GameClub brings its subscription-based gaming catalog to Android – TechCrunch

Subscription-based access to mobile gaming content is fueling new services like Apple Arcade and Google Play Pass. Last fall, a startup called GameClub entered the mix, as well, to test the idea that subscriptions could also produce new revenue streams for some of mobile gaming’s greatest hits. At launch, GameClub’s $5 per month subscription service was available only on iOS, offering access to over 100 titles that had seen a collective 100 million lifetime downloads. Today, the service is available to Android users with a catalog that’s grown to now more than 120 classic titles.

The service arrived at a time when the gaming industry had largely shifted to the free-to-play model, and users have become less willing to pay for content upfront — essentially forcing out many other gaming genres from the app stores. GameClub’s selection of games don’t fit this new climate, as they weren’t the type to monetize users through in-app purchases and ads.

As GameClub co-founder and CEO Dan Sherman explained at the time of launch, the free-to-play model only works for a handful of genres, to the exclusion of many genres its service is trying to bring back — like action, adventures, arcade, tower defense and more. Basically, GameClub offers games that can be completed, instead of games being built around perpetual retention loops.
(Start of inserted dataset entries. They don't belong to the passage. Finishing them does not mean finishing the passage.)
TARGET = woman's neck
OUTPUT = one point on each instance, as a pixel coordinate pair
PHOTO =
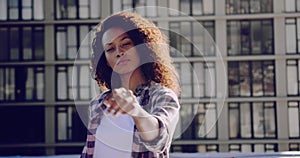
(132, 80)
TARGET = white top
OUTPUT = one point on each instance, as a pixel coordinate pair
(114, 137)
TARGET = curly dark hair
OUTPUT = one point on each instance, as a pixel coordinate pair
(151, 44)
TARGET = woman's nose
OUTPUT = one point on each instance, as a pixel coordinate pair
(120, 51)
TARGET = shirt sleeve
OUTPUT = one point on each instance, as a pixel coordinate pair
(165, 108)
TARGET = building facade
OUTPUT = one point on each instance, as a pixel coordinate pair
(258, 52)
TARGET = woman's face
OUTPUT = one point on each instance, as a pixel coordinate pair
(120, 51)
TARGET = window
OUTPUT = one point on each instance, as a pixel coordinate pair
(292, 5)
(142, 7)
(292, 33)
(74, 82)
(293, 77)
(250, 37)
(21, 83)
(192, 39)
(198, 121)
(78, 9)
(294, 147)
(249, 6)
(197, 79)
(69, 125)
(21, 10)
(255, 148)
(252, 120)
(294, 124)
(251, 78)
(209, 148)
(23, 124)
(70, 38)
(191, 7)
(22, 43)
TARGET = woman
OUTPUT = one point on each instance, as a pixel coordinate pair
(137, 112)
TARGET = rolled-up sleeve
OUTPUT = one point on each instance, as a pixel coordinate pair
(165, 108)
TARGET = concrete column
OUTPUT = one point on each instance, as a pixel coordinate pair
(280, 63)
(49, 77)
(221, 72)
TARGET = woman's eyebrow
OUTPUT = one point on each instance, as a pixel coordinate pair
(123, 38)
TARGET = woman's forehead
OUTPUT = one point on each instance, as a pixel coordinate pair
(113, 34)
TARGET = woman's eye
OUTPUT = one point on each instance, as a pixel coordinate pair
(127, 44)
(109, 50)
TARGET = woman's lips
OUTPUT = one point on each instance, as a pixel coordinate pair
(122, 61)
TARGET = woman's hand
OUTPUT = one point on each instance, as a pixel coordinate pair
(122, 101)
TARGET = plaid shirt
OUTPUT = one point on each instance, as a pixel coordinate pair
(161, 102)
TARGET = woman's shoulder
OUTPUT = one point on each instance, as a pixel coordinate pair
(158, 90)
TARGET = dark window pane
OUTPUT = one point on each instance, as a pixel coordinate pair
(24, 124)
(4, 54)
(252, 37)
(249, 6)
(254, 78)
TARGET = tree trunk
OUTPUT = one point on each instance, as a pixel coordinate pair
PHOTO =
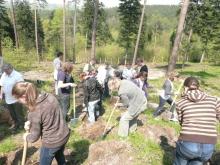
(74, 33)
(0, 46)
(186, 51)
(64, 31)
(36, 32)
(14, 25)
(139, 34)
(173, 57)
(202, 57)
(93, 50)
(155, 41)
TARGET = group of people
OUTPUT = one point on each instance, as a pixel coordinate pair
(197, 111)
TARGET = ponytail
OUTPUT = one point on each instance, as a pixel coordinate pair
(29, 90)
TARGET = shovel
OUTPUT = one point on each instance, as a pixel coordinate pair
(74, 120)
(24, 152)
(106, 130)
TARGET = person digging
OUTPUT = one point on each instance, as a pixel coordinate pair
(135, 101)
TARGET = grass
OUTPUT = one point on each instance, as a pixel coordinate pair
(146, 150)
(7, 145)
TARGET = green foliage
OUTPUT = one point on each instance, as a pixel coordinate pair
(5, 24)
(204, 18)
(7, 145)
(129, 12)
(20, 58)
(25, 24)
(103, 34)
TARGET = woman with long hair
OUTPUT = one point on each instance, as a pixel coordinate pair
(45, 120)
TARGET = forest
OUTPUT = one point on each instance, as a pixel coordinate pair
(179, 47)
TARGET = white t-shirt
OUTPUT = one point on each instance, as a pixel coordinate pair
(57, 66)
(7, 82)
(102, 74)
(128, 73)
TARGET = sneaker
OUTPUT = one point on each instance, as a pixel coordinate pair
(12, 127)
(174, 119)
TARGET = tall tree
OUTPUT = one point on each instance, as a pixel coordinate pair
(93, 50)
(14, 24)
(64, 30)
(103, 34)
(25, 24)
(3, 22)
(130, 12)
(37, 3)
(139, 33)
(174, 55)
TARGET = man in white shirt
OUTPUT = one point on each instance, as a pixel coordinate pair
(128, 72)
(89, 68)
(9, 78)
(57, 64)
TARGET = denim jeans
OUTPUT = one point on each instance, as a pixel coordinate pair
(92, 110)
(47, 155)
(162, 102)
(128, 123)
(189, 153)
(16, 112)
(65, 103)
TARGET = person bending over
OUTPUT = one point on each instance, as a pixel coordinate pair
(45, 121)
(135, 101)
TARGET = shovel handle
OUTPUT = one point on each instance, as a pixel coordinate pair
(24, 152)
(110, 117)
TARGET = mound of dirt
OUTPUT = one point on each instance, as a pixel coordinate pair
(110, 153)
(159, 134)
(92, 131)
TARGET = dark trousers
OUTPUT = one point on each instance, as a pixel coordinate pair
(190, 153)
(47, 155)
(16, 113)
(162, 102)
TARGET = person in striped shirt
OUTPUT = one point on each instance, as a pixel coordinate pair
(198, 114)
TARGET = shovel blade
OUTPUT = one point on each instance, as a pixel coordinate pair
(74, 121)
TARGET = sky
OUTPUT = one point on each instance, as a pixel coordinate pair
(114, 3)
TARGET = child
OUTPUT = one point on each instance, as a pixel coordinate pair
(92, 94)
(45, 120)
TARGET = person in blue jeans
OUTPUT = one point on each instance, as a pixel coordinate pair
(92, 94)
(197, 114)
(45, 121)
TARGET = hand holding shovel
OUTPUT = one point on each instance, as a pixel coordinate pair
(27, 128)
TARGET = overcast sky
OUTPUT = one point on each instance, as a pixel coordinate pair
(113, 3)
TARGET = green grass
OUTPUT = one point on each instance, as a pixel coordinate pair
(7, 145)
(149, 152)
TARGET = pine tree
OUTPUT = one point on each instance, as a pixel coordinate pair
(130, 12)
(5, 24)
(103, 34)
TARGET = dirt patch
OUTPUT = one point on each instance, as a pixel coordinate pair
(158, 133)
(110, 153)
(155, 74)
(92, 131)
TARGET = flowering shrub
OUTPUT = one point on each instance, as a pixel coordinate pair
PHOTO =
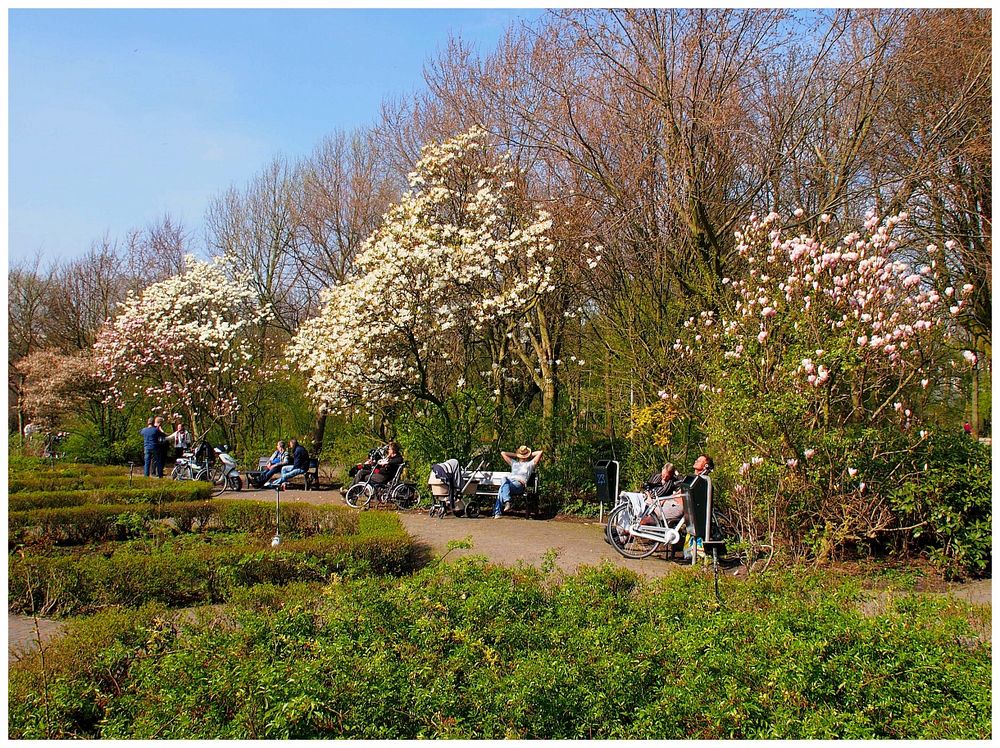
(191, 343)
(455, 256)
(812, 372)
(61, 385)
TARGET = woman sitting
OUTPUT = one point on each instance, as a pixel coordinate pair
(522, 465)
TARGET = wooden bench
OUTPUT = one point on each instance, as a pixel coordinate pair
(310, 478)
(489, 487)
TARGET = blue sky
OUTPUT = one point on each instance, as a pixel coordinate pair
(117, 117)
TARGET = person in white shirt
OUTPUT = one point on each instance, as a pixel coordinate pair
(522, 465)
(181, 439)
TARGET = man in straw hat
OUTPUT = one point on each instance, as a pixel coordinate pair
(522, 464)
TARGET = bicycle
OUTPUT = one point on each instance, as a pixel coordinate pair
(395, 491)
(638, 530)
(188, 467)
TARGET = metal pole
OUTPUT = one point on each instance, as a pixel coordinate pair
(276, 540)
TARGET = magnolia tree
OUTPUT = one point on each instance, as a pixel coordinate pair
(458, 257)
(60, 386)
(812, 373)
(191, 344)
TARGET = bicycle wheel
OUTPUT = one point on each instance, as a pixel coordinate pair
(358, 496)
(403, 496)
(621, 520)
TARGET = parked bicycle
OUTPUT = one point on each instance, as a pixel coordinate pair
(200, 464)
(637, 527)
(394, 491)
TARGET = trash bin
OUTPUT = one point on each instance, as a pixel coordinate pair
(606, 478)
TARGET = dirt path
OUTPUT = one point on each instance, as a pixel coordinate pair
(506, 540)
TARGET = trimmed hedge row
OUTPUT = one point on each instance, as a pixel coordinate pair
(166, 491)
(176, 576)
(471, 650)
(82, 482)
(94, 523)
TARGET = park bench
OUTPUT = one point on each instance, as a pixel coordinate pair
(489, 487)
(310, 478)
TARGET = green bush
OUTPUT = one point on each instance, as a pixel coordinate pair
(93, 523)
(194, 569)
(470, 650)
(165, 492)
(949, 504)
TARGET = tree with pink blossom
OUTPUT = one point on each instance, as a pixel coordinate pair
(812, 372)
(191, 345)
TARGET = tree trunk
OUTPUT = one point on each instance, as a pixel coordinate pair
(975, 400)
(319, 431)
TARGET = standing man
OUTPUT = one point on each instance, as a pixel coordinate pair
(151, 448)
(161, 452)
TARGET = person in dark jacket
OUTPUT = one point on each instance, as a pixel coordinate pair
(662, 485)
(152, 436)
(276, 461)
(386, 468)
(299, 464)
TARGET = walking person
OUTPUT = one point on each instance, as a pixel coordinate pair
(161, 452)
(522, 465)
(151, 436)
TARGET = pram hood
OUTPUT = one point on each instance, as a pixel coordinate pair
(447, 471)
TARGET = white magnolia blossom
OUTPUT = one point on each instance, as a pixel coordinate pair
(187, 342)
(450, 259)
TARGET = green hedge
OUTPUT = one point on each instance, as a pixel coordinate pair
(176, 573)
(95, 523)
(474, 651)
(165, 491)
(84, 482)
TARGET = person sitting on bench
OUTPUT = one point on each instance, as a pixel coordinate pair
(522, 465)
(386, 468)
(276, 461)
(663, 488)
(299, 465)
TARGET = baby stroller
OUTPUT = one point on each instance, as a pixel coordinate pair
(359, 473)
(453, 488)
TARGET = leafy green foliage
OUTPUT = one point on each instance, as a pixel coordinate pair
(471, 650)
(950, 503)
(201, 568)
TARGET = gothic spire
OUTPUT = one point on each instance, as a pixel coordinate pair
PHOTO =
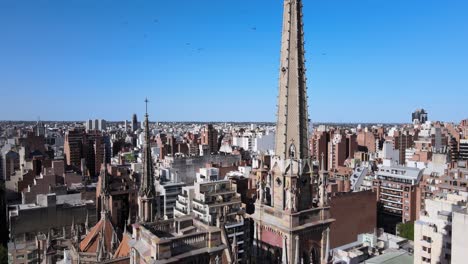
(292, 119)
(147, 180)
(104, 175)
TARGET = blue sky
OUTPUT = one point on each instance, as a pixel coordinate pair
(367, 60)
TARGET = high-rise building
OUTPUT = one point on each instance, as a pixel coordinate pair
(396, 189)
(459, 235)
(337, 148)
(320, 140)
(289, 227)
(404, 140)
(73, 147)
(39, 129)
(463, 150)
(215, 202)
(96, 124)
(210, 138)
(435, 231)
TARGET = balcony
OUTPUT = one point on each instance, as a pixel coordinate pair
(390, 201)
(392, 207)
(199, 210)
(391, 189)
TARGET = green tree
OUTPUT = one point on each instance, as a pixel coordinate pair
(406, 230)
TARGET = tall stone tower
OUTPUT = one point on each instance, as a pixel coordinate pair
(291, 135)
(147, 194)
(291, 219)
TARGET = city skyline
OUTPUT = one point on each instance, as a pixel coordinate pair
(386, 59)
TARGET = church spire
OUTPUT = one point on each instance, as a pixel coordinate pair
(147, 182)
(104, 192)
(147, 193)
(292, 120)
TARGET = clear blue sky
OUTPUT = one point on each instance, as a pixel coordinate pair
(367, 60)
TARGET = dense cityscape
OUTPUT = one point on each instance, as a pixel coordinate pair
(294, 191)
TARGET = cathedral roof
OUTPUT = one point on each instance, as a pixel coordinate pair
(124, 248)
(102, 231)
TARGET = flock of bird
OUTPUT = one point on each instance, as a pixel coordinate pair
(197, 50)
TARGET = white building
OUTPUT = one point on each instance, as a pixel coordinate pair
(216, 202)
(459, 236)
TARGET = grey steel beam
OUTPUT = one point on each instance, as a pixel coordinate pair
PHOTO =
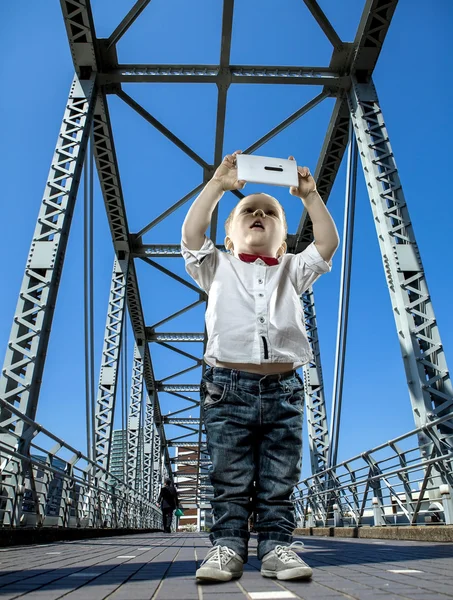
(135, 424)
(157, 463)
(163, 251)
(176, 314)
(174, 337)
(326, 170)
(324, 23)
(21, 376)
(362, 57)
(318, 434)
(148, 449)
(343, 308)
(373, 27)
(429, 383)
(86, 53)
(180, 387)
(161, 128)
(224, 75)
(169, 211)
(108, 378)
(284, 124)
(162, 269)
(131, 16)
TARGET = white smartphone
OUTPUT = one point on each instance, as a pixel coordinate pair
(263, 169)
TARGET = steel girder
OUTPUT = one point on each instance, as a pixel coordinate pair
(347, 58)
(428, 378)
(135, 424)
(148, 432)
(318, 435)
(20, 380)
(86, 52)
(108, 378)
(91, 55)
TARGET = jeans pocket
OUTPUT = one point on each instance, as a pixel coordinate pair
(292, 391)
(211, 393)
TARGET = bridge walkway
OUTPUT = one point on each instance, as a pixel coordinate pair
(159, 566)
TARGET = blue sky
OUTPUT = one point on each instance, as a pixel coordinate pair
(36, 70)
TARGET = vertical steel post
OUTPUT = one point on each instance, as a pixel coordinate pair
(428, 378)
(343, 306)
(318, 435)
(21, 376)
(106, 396)
(134, 421)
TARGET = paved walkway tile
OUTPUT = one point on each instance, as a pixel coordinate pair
(162, 567)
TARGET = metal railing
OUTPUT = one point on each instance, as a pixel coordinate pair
(391, 484)
(56, 485)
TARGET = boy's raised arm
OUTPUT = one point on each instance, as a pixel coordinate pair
(324, 229)
(200, 213)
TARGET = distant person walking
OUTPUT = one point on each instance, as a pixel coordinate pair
(168, 501)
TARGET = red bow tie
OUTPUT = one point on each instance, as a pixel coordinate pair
(269, 260)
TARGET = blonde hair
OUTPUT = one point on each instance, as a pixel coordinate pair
(231, 215)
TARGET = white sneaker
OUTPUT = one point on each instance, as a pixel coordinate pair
(283, 563)
(221, 564)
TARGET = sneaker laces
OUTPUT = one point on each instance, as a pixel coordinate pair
(287, 554)
(219, 555)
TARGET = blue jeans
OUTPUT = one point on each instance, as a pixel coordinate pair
(254, 436)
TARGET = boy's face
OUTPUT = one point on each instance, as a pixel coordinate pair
(246, 236)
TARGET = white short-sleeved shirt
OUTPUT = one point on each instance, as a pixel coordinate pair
(254, 313)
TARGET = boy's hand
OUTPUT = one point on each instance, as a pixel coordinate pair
(306, 183)
(227, 174)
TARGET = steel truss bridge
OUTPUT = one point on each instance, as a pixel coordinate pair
(377, 487)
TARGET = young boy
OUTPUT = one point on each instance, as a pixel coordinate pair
(251, 395)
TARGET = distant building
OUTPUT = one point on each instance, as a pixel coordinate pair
(118, 453)
(186, 482)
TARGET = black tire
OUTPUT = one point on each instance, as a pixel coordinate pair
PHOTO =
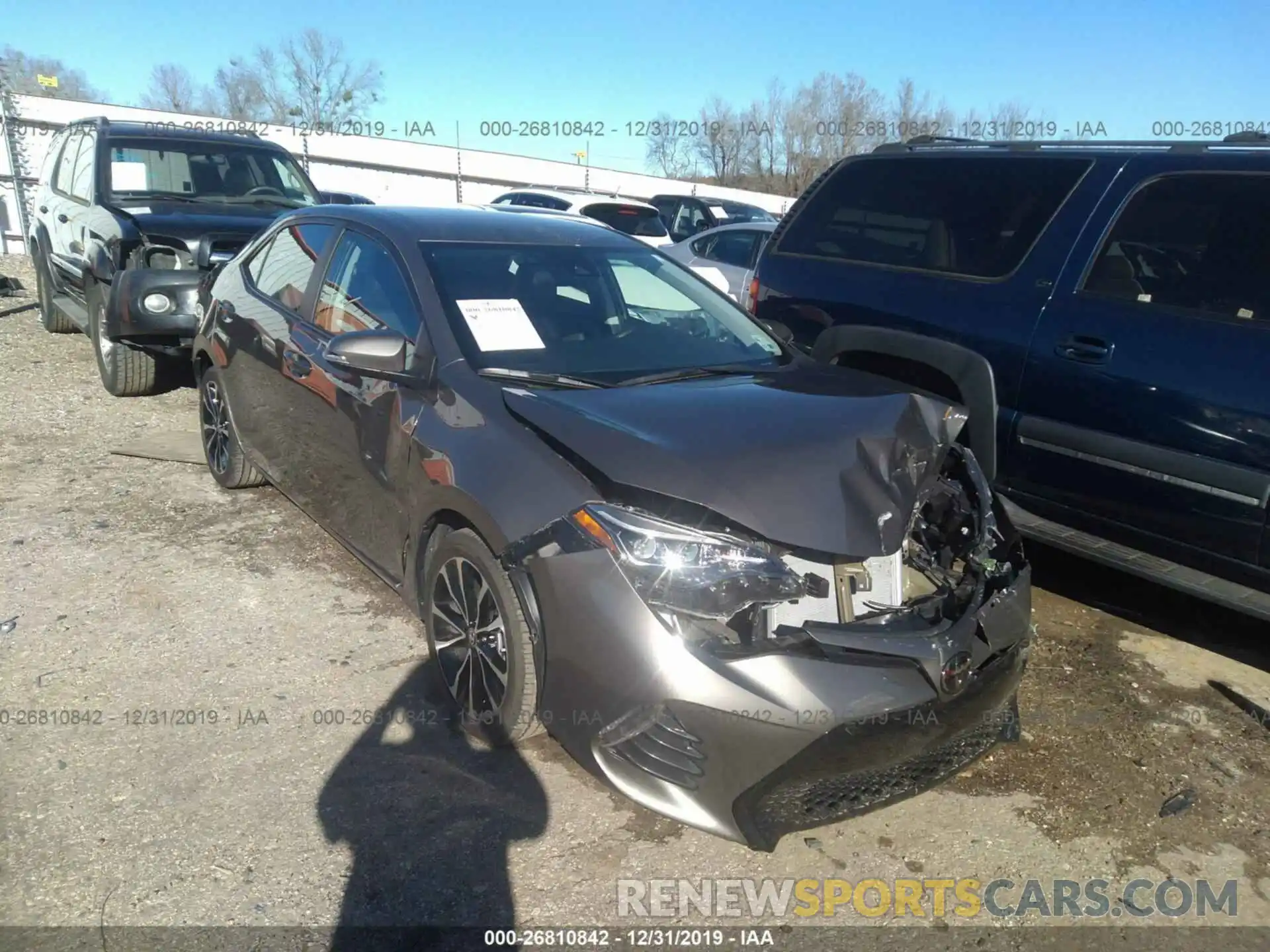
(222, 448)
(54, 320)
(495, 717)
(126, 371)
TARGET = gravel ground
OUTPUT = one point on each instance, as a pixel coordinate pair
(140, 589)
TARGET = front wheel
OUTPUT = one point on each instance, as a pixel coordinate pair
(126, 371)
(222, 448)
(478, 637)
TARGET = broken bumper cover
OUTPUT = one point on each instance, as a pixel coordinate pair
(130, 314)
(757, 746)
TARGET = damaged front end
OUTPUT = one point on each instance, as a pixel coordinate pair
(751, 690)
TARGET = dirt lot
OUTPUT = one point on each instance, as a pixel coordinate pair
(140, 589)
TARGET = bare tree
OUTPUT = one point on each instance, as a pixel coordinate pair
(23, 74)
(668, 149)
(237, 93)
(719, 141)
(172, 89)
(312, 79)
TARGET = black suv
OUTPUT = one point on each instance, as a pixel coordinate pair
(1118, 298)
(130, 216)
(686, 216)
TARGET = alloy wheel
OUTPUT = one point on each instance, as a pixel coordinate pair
(215, 418)
(470, 639)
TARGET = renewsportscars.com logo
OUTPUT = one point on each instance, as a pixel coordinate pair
(964, 898)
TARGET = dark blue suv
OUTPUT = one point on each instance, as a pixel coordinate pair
(1119, 299)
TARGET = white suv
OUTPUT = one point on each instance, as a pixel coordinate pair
(635, 219)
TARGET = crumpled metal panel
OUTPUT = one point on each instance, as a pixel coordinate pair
(784, 456)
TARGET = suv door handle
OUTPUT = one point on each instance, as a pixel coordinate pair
(298, 365)
(1083, 349)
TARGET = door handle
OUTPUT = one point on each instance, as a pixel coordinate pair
(298, 365)
(1083, 349)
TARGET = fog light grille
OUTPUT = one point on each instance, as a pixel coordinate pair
(665, 749)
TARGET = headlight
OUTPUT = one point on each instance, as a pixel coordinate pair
(680, 569)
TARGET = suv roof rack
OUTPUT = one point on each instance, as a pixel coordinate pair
(1236, 140)
(103, 122)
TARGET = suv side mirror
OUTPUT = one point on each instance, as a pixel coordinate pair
(372, 353)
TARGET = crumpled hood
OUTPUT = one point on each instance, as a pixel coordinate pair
(187, 221)
(826, 460)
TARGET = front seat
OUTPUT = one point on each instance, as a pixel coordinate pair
(1114, 276)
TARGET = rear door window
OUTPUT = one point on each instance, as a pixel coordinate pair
(628, 219)
(1197, 241)
(973, 216)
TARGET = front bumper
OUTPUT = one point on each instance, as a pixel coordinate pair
(755, 746)
(127, 317)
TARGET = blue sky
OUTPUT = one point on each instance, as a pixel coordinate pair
(1124, 63)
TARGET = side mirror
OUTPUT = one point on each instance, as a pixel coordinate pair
(371, 353)
(779, 331)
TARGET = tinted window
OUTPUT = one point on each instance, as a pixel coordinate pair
(81, 180)
(628, 219)
(1195, 241)
(736, 248)
(737, 212)
(606, 313)
(282, 270)
(689, 220)
(976, 216)
(365, 290)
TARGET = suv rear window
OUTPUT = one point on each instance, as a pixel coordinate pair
(974, 216)
(629, 219)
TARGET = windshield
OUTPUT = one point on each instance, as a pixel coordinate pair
(628, 219)
(603, 314)
(214, 172)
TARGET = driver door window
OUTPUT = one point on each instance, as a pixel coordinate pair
(365, 290)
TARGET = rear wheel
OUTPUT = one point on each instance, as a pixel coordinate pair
(54, 320)
(478, 637)
(222, 448)
(126, 371)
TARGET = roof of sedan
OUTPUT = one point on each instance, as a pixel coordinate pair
(478, 223)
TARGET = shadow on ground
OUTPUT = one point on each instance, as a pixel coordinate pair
(1238, 636)
(429, 816)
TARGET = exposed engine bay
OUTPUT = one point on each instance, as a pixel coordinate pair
(722, 590)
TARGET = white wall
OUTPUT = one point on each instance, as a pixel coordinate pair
(389, 172)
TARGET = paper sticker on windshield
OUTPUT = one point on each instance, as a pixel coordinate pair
(128, 177)
(714, 276)
(501, 325)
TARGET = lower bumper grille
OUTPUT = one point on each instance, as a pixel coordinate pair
(821, 786)
(665, 749)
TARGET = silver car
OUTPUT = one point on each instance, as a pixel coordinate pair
(727, 255)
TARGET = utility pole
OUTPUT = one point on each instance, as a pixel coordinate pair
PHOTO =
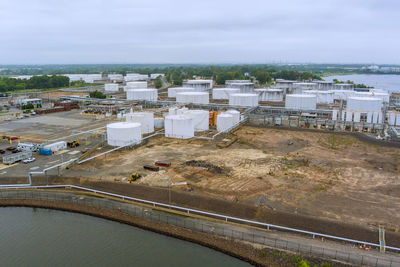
(382, 242)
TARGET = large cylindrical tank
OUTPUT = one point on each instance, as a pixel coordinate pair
(193, 97)
(269, 94)
(179, 126)
(174, 90)
(364, 104)
(235, 114)
(142, 94)
(124, 133)
(323, 97)
(301, 102)
(243, 100)
(224, 93)
(200, 119)
(158, 123)
(111, 87)
(136, 85)
(224, 122)
(244, 87)
(146, 119)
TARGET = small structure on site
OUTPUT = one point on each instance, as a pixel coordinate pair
(193, 97)
(142, 94)
(243, 100)
(124, 133)
(179, 126)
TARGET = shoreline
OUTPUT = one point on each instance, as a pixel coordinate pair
(244, 251)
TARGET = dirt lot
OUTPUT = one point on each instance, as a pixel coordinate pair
(319, 174)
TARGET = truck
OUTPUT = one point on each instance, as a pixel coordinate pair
(12, 158)
(27, 147)
(56, 146)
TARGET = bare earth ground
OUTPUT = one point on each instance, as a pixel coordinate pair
(319, 174)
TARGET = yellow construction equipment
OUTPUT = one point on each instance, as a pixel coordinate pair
(134, 176)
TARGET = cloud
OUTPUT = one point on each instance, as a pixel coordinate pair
(176, 31)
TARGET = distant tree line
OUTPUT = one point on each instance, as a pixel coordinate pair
(35, 82)
(356, 85)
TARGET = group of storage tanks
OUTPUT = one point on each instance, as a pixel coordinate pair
(179, 123)
(360, 106)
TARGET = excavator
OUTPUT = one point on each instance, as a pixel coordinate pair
(134, 176)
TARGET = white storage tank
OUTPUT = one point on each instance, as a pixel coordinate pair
(200, 119)
(135, 85)
(193, 97)
(111, 87)
(270, 94)
(199, 85)
(243, 100)
(124, 133)
(174, 90)
(384, 96)
(224, 122)
(224, 93)
(146, 119)
(244, 87)
(364, 104)
(325, 85)
(343, 86)
(301, 102)
(158, 123)
(229, 82)
(323, 97)
(298, 88)
(142, 94)
(235, 114)
(179, 126)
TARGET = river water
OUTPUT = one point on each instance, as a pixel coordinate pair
(388, 81)
(40, 237)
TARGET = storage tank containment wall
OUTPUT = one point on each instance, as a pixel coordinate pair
(224, 122)
(179, 126)
(123, 133)
(146, 119)
(243, 100)
(193, 97)
(142, 94)
(301, 102)
(235, 114)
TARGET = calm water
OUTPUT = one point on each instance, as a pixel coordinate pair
(390, 82)
(39, 237)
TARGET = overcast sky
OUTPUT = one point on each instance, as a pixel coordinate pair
(201, 31)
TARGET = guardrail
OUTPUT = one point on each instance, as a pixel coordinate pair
(209, 214)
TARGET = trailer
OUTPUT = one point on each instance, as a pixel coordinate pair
(56, 146)
(27, 147)
(12, 158)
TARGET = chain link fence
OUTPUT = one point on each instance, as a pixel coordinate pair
(213, 228)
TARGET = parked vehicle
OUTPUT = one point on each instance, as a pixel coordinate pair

Similar to how Apple Arcade and Google Play Pass work, GameClub users pay a subscription fee to access the full library. With one subscription, up to 12 people can play GameClub’s games across iOS and, as of today’s launch, Android. The games will run both online and offline and won’t include any in-app purchases or ads.

On iOS, the catalog has grown to 87 total games. On Android, there are 40 at launch, but the company is releasing more titles so it will reach parity with iOS. A new game is added every week.

“Subscription is a healthier and less expensive way to enjoy games, eliminating the oppressive ads and loot boxes that define so-called free-to-play,” said Sherman, in a statement about the launch. “GameClub is the only service that brings these benefits to the entire world of iOS and Android gamers. We’re expanding our offering to deliver affordable, skill-based entertainment to gamers everywhere, on nearly any mobile phone or tablet,” he added.

The service’s catalog continues to be curated by Eli Hodapp, the former editor-in-chief of mobile gaming site TouchArcade. Its top titles include Breach & Clear, Paint it Back, Spider: Rite of the Shrouded Moon, Legendary Wars, Monster Wars, Flick Fishing, Pocket RPG, Cursed Treasure 2 and others.

These titles aren’t just redistribute by GameClub after cutting deals. Instead, GameClub’s team of developers also update the apps’ original code to make the games look and feel new — for example, by optimizing them for the latest screen sizes and resolutions.

Though Apple bans iOS apps that sell other apps, GameClub has been allowed to operate on iOS because the GameClub hub isn’t its own app store. Instead, iOS users have to download the individual GameClub games directly from the App Store, where they have their own listing.

Getting Apple’s approval wasn’t easy though. The company says its app was rejected by Apple 127 times before launch and its Developer Account was placed under investigation for a month, during which time Apple stopped reviewing any of its submissions.

Eventually, that investigation ended with no explanation, Sherman says. He notes GameClub’s review process got easier once Apple Arcade debuted, but also says GameClub has never been featured on the App Store, perhaps because of its competitive nature with Apple Arcade.

The company declined to share its total subscriber base or revenues.

“We don’t disclose those numbers, but I can share that we’ve seen double-digit month-over-month growth in all aspects of GameClub since our iOS launch last fall,” Sherman told TechCrunch. “A large segment of the mobile gaming community is searching for true, premium game experiences, and GameClub is delivering the style of gameplay they’re looking for, without intrusive ads, predatory in-app purchases and all the other abuses that have become synonymous with modern mobile gaming,” he said.

With the expansion to Android, GameClub’s library now features over a dozen best-selling games not yet offered on its platform, and several coming to Android for the first time, like Flick Fishing, Puzzlejuice, Swap This!, Zombie Match Defense, ORC: Vengeance, Hackycat, Raid Leader, Wizard Golf RPG, Cubed Rally Racer, Return of the Zombie King and Potatoman Seeks the Troof. A full launch slate is here. 

The GameClub Android app is live on Google Play, in addition to iOS.